George Rebane
We must always remember that, more often than not, the public mind is fickle, frenzied, and foolish.
There was no sign of the ‘Blue Wave’ predicted by the pollsters and ballyhooed by the lamestream. This is the second (third?) national election in a row about which the polls have been drastically off the mark. And, of course, the leftwing lamestream media has already demonstrated itself to be an extremely unreliable source of news, relegating itself to serve the DNC as its propaganda trumpet. Fox News didn’t become the top news channel through only its own efforts; it has had a lot of help from the progressive journalist industry continuing to pander to the people and shooting itself in the foot over and over again.
The bottom line is that according to the prominent leftwing outlet The Atlantic, the pollsters blew it, which resulted in ‘The Polling Crisis Is a Catastrophe for American Democracy’. It correctly concludes that “If public-opinion data are unreliable, we’re all flying blind.” But the catastrophe is avoidable since we know its cause and how to avoid it. I explained all this in the excellent article – ‘Polling Phollies’ – that I wrote in September 2016 leading up to Trump’s unpredicted victory.

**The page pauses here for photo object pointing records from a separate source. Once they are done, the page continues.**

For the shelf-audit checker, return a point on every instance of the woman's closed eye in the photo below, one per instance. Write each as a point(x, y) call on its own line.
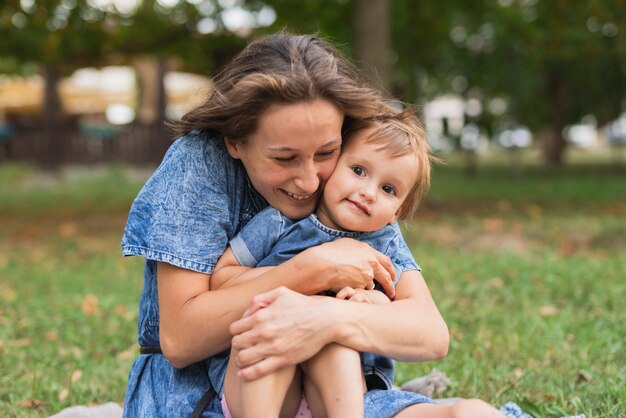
point(389, 190)
point(359, 171)
point(285, 159)
point(326, 154)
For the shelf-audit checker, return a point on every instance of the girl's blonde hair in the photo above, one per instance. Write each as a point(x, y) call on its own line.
point(401, 133)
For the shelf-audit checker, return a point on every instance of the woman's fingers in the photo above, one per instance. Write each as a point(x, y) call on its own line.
point(384, 273)
point(261, 368)
point(263, 300)
point(289, 330)
point(345, 293)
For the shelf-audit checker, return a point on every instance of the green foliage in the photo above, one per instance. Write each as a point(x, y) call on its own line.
point(530, 283)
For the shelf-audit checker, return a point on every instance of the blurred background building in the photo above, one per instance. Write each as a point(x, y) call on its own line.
point(93, 80)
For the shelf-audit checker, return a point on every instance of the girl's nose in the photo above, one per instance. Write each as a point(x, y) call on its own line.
point(368, 194)
point(308, 181)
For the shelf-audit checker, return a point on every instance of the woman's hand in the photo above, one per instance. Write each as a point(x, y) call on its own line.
point(353, 264)
point(362, 295)
point(280, 328)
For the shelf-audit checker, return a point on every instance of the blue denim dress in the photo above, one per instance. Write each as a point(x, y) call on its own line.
point(185, 215)
point(270, 239)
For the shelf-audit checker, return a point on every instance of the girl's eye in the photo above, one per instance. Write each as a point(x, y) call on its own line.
point(389, 190)
point(359, 171)
point(284, 159)
point(326, 154)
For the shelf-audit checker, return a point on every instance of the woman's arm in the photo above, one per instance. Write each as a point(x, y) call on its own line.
point(194, 320)
point(228, 272)
point(292, 327)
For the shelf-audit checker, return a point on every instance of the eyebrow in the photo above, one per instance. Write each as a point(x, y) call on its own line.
point(331, 143)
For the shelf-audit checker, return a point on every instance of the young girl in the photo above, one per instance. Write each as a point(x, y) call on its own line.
point(383, 171)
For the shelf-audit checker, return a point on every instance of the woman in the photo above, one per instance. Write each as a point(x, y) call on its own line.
point(284, 101)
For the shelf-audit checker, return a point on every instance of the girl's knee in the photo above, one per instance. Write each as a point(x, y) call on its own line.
point(475, 408)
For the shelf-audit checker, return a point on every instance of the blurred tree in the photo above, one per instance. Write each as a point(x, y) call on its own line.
point(550, 62)
point(553, 62)
point(57, 36)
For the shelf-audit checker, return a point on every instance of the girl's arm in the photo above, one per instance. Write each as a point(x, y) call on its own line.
point(410, 328)
point(228, 272)
point(194, 320)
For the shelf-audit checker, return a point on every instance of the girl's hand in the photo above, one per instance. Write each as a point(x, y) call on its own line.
point(353, 264)
point(280, 328)
point(362, 295)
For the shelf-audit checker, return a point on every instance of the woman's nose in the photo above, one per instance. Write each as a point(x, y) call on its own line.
point(308, 180)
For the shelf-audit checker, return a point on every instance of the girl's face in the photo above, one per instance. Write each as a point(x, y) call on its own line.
point(368, 187)
point(292, 153)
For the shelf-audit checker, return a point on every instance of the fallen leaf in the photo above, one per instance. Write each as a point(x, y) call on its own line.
point(32, 403)
point(76, 375)
point(583, 377)
point(90, 305)
point(21, 342)
point(52, 336)
point(64, 394)
point(496, 282)
point(8, 294)
point(67, 229)
point(77, 352)
point(548, 311)
point(492, 225)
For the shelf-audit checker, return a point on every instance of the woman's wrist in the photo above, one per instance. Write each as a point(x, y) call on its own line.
point(315, 273)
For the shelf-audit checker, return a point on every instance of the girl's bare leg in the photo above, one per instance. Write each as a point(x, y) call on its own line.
point(467, 408)
point(276, 395)
point(333, 383)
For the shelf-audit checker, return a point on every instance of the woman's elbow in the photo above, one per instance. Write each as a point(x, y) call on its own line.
point(174, 352)
point(442, 344)
point(437, 344)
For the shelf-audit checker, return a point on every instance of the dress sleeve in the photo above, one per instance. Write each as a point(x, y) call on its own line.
point(255, 240)
point(400, 253)
point(183, 214)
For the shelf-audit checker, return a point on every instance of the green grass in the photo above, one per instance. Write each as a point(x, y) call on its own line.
point(529, 274)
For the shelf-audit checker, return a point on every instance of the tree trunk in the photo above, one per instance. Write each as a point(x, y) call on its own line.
point(553, 146)
point(54, 134)
point(553, 143)
point(152, 102)
point(372, 39)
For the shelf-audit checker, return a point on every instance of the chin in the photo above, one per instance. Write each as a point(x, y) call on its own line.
point(297, 213)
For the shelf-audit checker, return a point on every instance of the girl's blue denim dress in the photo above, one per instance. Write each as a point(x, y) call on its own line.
point(185, 215)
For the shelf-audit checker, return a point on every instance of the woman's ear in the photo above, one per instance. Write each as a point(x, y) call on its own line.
point(232, 147)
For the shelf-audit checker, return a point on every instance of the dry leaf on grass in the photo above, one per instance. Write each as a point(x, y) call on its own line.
point(64, 394)
point(76, 375)
point(548, 311)
point(90, 305)
point(32, 403)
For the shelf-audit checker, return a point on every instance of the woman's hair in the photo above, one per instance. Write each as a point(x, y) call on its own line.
point(281, 69)
point(401, 134)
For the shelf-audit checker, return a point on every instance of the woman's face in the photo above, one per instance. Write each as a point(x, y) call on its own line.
point(292, 153)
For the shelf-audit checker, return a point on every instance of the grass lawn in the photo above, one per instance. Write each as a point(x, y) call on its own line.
point(529, 273)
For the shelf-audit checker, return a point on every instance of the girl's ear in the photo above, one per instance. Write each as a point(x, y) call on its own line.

Polling has some very obvious and very subtle twists and turns to it. The reasons that give rise to bad results are mainly due to a few poll design factors that involve sample size, sampling method, the size/share of true population preferences, and the number of ‘bins’ into which the poll wants to estimate the population’s preferences. In the latter, you can have a poll that asks for preference among two or, say, three or more candidates.

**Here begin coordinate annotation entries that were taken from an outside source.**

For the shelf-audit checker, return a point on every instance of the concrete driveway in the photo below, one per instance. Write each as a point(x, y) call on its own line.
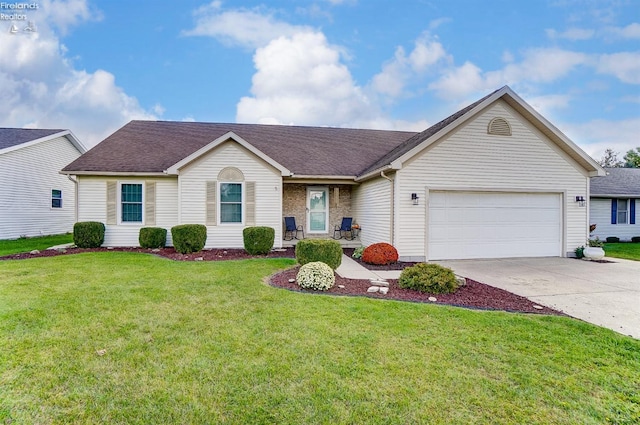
point(605, 294)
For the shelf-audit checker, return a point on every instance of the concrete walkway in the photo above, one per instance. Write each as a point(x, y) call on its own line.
point(605, 294)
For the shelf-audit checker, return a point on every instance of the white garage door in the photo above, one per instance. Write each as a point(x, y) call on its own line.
point(494, 225)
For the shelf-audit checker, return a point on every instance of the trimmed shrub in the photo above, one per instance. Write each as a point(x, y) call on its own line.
point(326, 250)
point(380, 253)
point(88, 234)
point(429, 278)
point(316, 275)
point(357, 253)
point(258, 240)
point(188, 238)
point(152, 237)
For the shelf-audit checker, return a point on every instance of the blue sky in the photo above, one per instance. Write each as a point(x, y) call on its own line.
point(91, 66)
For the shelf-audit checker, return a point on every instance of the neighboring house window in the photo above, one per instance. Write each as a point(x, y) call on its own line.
point(131, 202)
point(56, 198)
point(230, 202)
point(623, 212)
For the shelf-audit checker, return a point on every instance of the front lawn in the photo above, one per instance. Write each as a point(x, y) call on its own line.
point(628, 250)
point(117, 337)
point(14, 246)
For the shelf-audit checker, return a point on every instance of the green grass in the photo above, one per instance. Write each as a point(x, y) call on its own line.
point(14, 246)
point(209, 342)
point(629, 251)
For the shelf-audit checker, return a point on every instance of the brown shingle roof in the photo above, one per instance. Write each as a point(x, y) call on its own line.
point(154, 146)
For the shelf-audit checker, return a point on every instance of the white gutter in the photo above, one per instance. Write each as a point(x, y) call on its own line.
point(75, 207)
point(391, 218)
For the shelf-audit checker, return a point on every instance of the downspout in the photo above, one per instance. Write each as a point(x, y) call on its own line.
point(391, 218)
point(75, 207)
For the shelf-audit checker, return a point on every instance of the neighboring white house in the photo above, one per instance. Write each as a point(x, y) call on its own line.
point(36, 199)
point(493, 180)
point(614, 199)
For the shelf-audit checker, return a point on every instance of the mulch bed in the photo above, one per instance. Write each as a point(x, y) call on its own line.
point(473, 295)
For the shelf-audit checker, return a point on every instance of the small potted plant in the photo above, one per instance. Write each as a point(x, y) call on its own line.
point(594, 249)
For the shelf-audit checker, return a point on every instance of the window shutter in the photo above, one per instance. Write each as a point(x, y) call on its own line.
point(112, 202)
point(150, 203)
point(250, 199)
point(212, 203)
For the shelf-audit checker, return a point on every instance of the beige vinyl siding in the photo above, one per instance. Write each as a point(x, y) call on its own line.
point(27, 176)
point(372, 210)
point(601, 216)
point(92, 206)
point(267, 189)
point(472, 160)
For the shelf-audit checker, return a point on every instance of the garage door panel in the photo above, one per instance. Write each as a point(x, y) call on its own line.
point(493, 225)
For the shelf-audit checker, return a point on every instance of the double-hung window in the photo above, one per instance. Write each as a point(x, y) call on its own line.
point(131, 203)
point(622, 211)
point(56, 198)
point(231, 202)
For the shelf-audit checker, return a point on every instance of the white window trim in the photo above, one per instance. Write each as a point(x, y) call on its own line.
point(626, 210)
point(219, 204)
point(119, 204)
point(51, 198)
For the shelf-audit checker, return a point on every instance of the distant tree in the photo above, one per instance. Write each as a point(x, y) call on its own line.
point(610, 159)
point(632, 158)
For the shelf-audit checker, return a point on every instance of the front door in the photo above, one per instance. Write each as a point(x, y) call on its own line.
point(317, 209)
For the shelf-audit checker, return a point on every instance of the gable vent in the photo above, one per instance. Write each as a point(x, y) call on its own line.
point(499, 126)
point(230, 174)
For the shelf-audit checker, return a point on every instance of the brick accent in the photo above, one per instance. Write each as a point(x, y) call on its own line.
point(294, 204)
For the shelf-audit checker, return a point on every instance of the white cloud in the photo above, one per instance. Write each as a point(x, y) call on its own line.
point(573, 34)
point(301, 80)
point(594, 137)
point(251, 28)
point(41, 88)
point(399, 71)
point(537, 66)
point(625, 66)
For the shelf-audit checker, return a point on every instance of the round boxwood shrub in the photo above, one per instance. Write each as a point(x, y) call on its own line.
point(188, 238)
point(88, 234)
point(380, 253)
point(258, 240)
point(152, 237)
point(326, 250)
point(316, 275)
point(429, 278)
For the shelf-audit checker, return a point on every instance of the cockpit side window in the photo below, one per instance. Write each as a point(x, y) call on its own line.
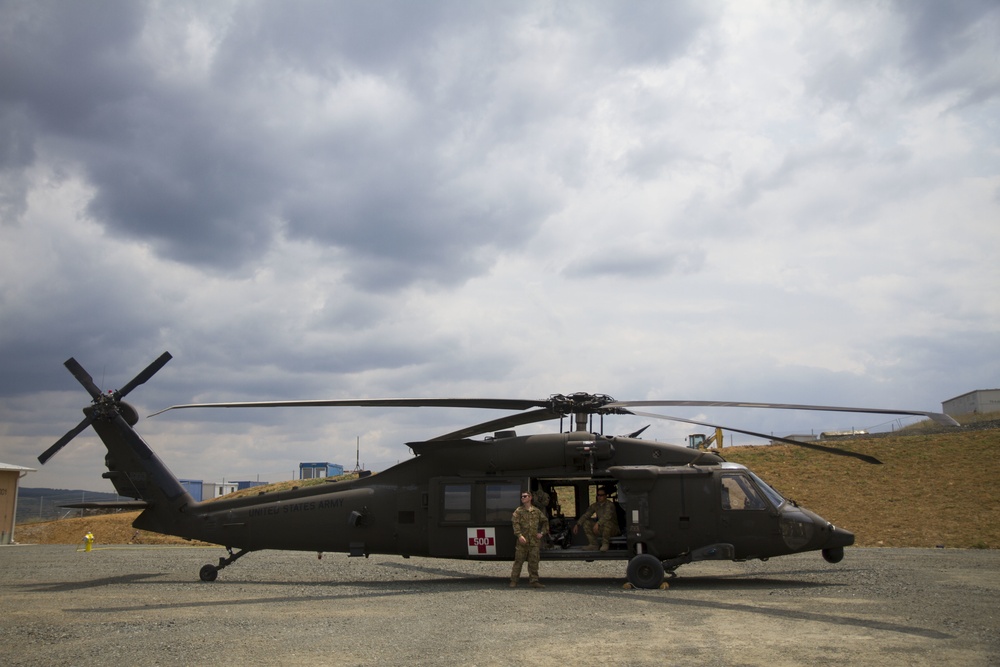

(For those wanting more detailed and technical information on these factors and polling errors, you can go here and here for a good place to start.)
The punchline is that the reason for all the polling errors is almost always due to a too small sample size that yields huge error boundary overlaps, especially when the actual population ratios for two alternatives/candidates is in the 0.5 region. As explained and illustrated in my 2016 article referenced above, it is in that region where any given sample size experiences its largest error bounds that more often than not (like today between Trump and Biden) overlap significantly. (For example, a sample size of 1,000 is way too small for error bounds separation.) Such large overlaps also give rise to the back and forth changes of the lead as the vote count proceeds.

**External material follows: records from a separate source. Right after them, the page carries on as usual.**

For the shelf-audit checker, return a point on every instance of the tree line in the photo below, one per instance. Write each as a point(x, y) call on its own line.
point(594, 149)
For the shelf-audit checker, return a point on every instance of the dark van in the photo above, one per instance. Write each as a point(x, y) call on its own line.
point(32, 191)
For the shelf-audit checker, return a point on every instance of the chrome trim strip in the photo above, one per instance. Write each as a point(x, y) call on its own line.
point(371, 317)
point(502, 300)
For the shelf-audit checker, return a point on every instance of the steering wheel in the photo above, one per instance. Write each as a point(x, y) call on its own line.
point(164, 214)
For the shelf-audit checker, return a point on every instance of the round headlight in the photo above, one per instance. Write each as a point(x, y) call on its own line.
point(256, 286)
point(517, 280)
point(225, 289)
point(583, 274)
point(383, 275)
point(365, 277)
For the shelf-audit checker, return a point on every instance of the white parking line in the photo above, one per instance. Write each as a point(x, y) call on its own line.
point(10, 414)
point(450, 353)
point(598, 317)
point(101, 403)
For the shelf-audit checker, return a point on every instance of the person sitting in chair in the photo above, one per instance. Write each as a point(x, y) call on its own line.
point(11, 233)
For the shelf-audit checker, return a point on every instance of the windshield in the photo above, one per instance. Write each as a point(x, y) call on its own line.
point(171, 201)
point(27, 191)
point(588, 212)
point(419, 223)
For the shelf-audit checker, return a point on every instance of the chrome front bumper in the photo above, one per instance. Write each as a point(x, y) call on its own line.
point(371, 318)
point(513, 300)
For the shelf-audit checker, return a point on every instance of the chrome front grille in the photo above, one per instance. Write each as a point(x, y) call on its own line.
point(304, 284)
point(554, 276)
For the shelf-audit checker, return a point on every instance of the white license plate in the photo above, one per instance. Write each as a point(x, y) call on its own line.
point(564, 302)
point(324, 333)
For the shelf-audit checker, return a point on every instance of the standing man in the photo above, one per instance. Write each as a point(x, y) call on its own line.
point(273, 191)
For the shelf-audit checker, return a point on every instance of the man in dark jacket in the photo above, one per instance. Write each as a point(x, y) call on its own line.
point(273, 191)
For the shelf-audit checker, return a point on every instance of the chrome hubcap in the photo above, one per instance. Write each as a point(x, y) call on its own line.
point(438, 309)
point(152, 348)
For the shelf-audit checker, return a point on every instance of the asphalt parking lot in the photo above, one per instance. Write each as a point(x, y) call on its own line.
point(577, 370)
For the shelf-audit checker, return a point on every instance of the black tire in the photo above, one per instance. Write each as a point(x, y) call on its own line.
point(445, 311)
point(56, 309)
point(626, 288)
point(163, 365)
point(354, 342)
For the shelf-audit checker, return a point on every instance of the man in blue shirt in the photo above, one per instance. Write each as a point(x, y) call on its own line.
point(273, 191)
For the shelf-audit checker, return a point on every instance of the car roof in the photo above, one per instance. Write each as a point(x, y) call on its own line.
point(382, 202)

So before we get all worked up about voter fraud, it’s prudent to look at other viable causes for what looks like someone is monkeying with the count as the hours pass while pundits are trying to make their points from ‘I told you so’ to exquisite CYA explanations for piss-poor prognostications (more here)
Finally, I’m more than disappointed that no one has presented in easy to understand graphic form (again my 2016 report) the reasons for all the polling follies, and what’s required to eliminate them. The bottom line is that the pollsters must get their technical act together, explain the accessible particulars to their audiences, and work hard now to regain their credibility with the public.